Ebbene, quello che sta facendo oggi il folle governo è l'assassinio di ciò che aveva ancora segni di ordine pubblico nel suo modo di concepire, attuare e valutare. Ha il sostegno sottomesso e zerbino dei vari livelli di governo, ognuno aggrappato alla bocca, proprio come piace ai matti. Dal nord al sud del Paese cercano di organizzarsi movimenti di difesa e ricostruzione di ciò che è rimasto, o alla ricerca del “nuovo”. I movimenti più belli e forti si trovano tra i lavoratori rurali, nella lotta ecologico-ambientale, negli spazi culturali indigeni e quilomboli, nelle piccole imprese di lavoro e reddito. Il movimento culturale è in difficoltà e il campo dell'educazione brulica di teorie concorrenti e, in fondo, fa fatica anche ad analizzare e spiegare le ragioni del quadro tecnologico che sta assassinando la pedagogia e la didattica, campi del sapere indispensabili per fare l'educazione come progetto di autonomia, libertà e cittadinanza. Il relativismo dei teorici dell'educazione è brutale. Utile anche per semplici conversazioni, per vita al momento il MEC non esiste. È evaporato. Lunga vita a MEC rinata e vigorosa dopo il 2022! Viva il Piano nazionale di istruzione, mortinho da silva, in cui insegnanti e insegnanti, studenti e studentesse hanno diritti reali, ora anche frustrati.

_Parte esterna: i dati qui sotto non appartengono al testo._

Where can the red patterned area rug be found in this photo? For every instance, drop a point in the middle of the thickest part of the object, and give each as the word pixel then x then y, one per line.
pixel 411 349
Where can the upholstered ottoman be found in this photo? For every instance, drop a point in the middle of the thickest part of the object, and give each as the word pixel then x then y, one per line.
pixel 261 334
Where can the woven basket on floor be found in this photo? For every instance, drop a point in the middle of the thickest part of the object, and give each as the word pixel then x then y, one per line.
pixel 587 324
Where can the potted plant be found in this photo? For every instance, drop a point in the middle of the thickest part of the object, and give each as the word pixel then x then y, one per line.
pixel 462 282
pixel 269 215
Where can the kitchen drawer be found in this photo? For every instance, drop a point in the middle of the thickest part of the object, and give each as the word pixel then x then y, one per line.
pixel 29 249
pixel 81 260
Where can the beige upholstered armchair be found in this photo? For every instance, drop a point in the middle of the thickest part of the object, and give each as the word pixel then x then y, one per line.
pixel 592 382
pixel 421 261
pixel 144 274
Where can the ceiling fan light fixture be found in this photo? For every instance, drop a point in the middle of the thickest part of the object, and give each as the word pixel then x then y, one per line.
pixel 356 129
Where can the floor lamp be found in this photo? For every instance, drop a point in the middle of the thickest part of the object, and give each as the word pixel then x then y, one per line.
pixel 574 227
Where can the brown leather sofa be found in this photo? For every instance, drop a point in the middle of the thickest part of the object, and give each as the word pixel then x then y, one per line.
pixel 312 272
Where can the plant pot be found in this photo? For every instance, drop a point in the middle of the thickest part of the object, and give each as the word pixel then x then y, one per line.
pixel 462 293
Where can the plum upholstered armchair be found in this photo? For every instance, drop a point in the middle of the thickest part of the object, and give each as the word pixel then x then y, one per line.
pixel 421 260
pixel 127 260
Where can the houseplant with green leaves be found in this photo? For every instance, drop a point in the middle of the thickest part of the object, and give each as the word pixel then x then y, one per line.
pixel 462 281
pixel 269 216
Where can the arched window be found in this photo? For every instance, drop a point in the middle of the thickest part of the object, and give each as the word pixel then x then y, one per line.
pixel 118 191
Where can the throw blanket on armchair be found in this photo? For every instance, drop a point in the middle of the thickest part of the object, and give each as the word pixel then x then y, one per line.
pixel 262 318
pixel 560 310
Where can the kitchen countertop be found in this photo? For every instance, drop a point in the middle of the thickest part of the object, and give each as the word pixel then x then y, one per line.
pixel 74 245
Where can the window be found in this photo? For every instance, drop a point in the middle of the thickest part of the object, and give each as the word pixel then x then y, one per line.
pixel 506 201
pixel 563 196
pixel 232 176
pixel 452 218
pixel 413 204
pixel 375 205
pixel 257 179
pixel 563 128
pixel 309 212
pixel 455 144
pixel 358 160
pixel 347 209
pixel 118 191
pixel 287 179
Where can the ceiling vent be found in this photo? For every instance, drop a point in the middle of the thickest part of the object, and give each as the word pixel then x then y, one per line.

Influencer e professionisti dei media potrebbero aiutare a criticare la rottura della politica. Al contrario, quando cercano di segnalare che conoscono il concetto, ripetono e ripetono cose sconnesse sulle politiche pubbliche, il che porta acqua al mulino bolsonarista. In primo luogo, per aver dimostrato una realtà apparentemente fattibile che, perdendo i suoi simboli, è morta soffocata dalla follia della repubblica. Le lingue non possono perdere simboli. Allo stesso modo, la riproduzione dell'inesistente suggerisce un paese normale, ma qui di normale non c'è quasi nulla. Molto meno politica. Anche quando criticano il governo, molti influencer fanno un lavoro morto, perché non vanno alla radice delle contraddizioni di un governo folle. Pertanto, agiscono come redentori del male e collaborano con l'ossessione del pazzo, 2022.

Proprio nell'anno in cui inizieremo a commemorare la straordinaria, controversa e creativa era modernista iniziata nel 1922. Dio mi aiuti!

*Luiz Roberto Alves è professore senior presso la School of Communications and Arts dell'USP.